2. The aerodynamic-thermal coupling multi-objective optimization design method for launch vehicles according to claim 1, characterized in that: In step 1, the design objectives are to minimize the drag coefficient of the launch vehicle booster and the peak value of the stagnation point heat flux; the constraints are that the position of the launch vehicle's pressure core remains unchanged, and the surface area of ​​the booster tail fin is reduced by more than 30% compared to the initial external surface area.

3. The aerodynamic-thermal coupling multi-objective optimization design method for launch vehicles according to claim 1, characterized in that: In step 2, the design variables include: the geometric parameters of the booster head and the geometric parameters of the booster tail fin; the values ​​of the design variables constitute the launch vehicle optimization design space.
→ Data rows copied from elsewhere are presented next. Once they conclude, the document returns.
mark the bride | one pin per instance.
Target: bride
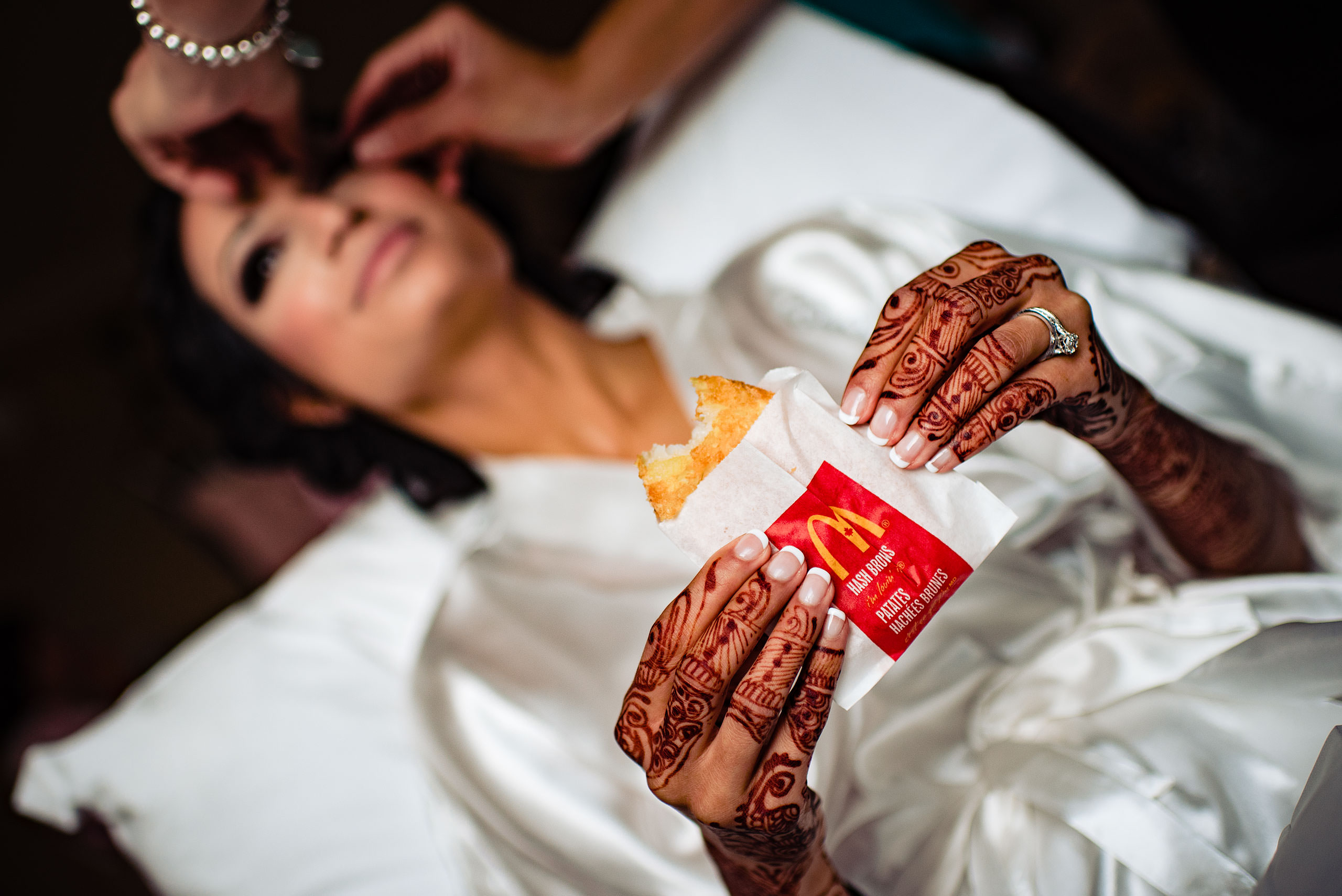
(382, 298)
(377, 323)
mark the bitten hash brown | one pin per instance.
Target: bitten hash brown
(727, 411)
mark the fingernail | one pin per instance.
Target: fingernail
(751, 545)
(944, 460)
(882, 426)
(814, 587)
(784, 564)
(907, 448)
(835, 620)
(852, 405)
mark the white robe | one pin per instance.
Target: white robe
(1079, 718)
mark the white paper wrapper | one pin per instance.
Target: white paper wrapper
(889, 576)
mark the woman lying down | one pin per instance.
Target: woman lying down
(1038, 736)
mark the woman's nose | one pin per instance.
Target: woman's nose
(333, 222)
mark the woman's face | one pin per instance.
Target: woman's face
(361, 290)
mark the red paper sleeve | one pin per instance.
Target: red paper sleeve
(890, 575)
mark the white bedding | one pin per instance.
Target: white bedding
(276, 750)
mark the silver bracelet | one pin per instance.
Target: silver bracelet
(301, 51)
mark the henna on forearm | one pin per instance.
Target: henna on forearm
(1225, 510)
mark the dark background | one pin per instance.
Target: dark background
(116, 505)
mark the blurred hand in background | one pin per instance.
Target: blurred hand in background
(545, 109)
(164, 102)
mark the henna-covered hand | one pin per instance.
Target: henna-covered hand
(952, 366)
(736, 758)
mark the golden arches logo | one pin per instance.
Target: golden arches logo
(845, 529)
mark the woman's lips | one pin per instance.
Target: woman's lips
(384, 258)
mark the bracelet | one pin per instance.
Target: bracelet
(302, 53)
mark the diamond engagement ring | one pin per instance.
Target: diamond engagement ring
(1060, 340)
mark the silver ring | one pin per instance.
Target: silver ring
(1060, 340)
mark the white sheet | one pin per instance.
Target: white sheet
(814, 114)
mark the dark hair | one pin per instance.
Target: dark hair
(242, 390)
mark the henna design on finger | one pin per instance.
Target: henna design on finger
(775, 836)
(1016, 403)
(809, 709)
(1097, 415)
(666, 640)
(957, 316)
(983, 371)
(760, 698)
(1011, 279)
(702, 678)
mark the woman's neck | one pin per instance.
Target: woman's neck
(533, 381)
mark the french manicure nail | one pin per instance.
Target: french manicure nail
(835, 620)
(852, 405)
(749, 545)
(882, 426)
(909, 447)
(814, 587)
(944, 460)
(784, 564)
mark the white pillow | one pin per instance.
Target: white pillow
(272, 751)
(815, 113)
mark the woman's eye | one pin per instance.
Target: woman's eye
(258, 267)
4. The multi-objective optimization design method for aerodynamic-thermal coupling of launch vehicles according to claim 1, characterized in that: In step 3, the optimal Latin hypercube sampling method is used to sample in the launch vehicle optimization design space to obtain sample points.

5. The aerodynamic-thermal coupling multi-objective optimization design method for launch vehicles according to claim 1, characterized in that: The metric used in step 6 to determine the prediction accuracy of the surrogate model is: R 2 RMSE, ME; R 2 It is a measure of the model's fit, and its calculation formula is: ; RMSE stands for Root Mean Square Error. ME is the maximum error, and its calculation formula is as follows: ; In the formula, This represents the aerodynamic performance parameters obtained from the numerical calculation model using the actual values, i.e., the sample points. This indicates that the predicted values ​​are the aerodynamic performance parameters obtained by fitting the sample points using a surrogate model. Indicates the maximum value within the parentheses; The R-value of the resulting proxy model is calculated using a test set obtained through random sampling. 2 When RMSE and ME all meet the required values, it indicates that the surrogate model has achieved the required accuracy.

6. The multi-objective optimization design method for aerodynamic-thermal coupling of launch vehicles according to claim 1, characterized in that: The global optimization algorithm used is a non-dominated sorting genetic algorithm with an elitist strategy; the algorithm parameters include: population size and iteration termination condition.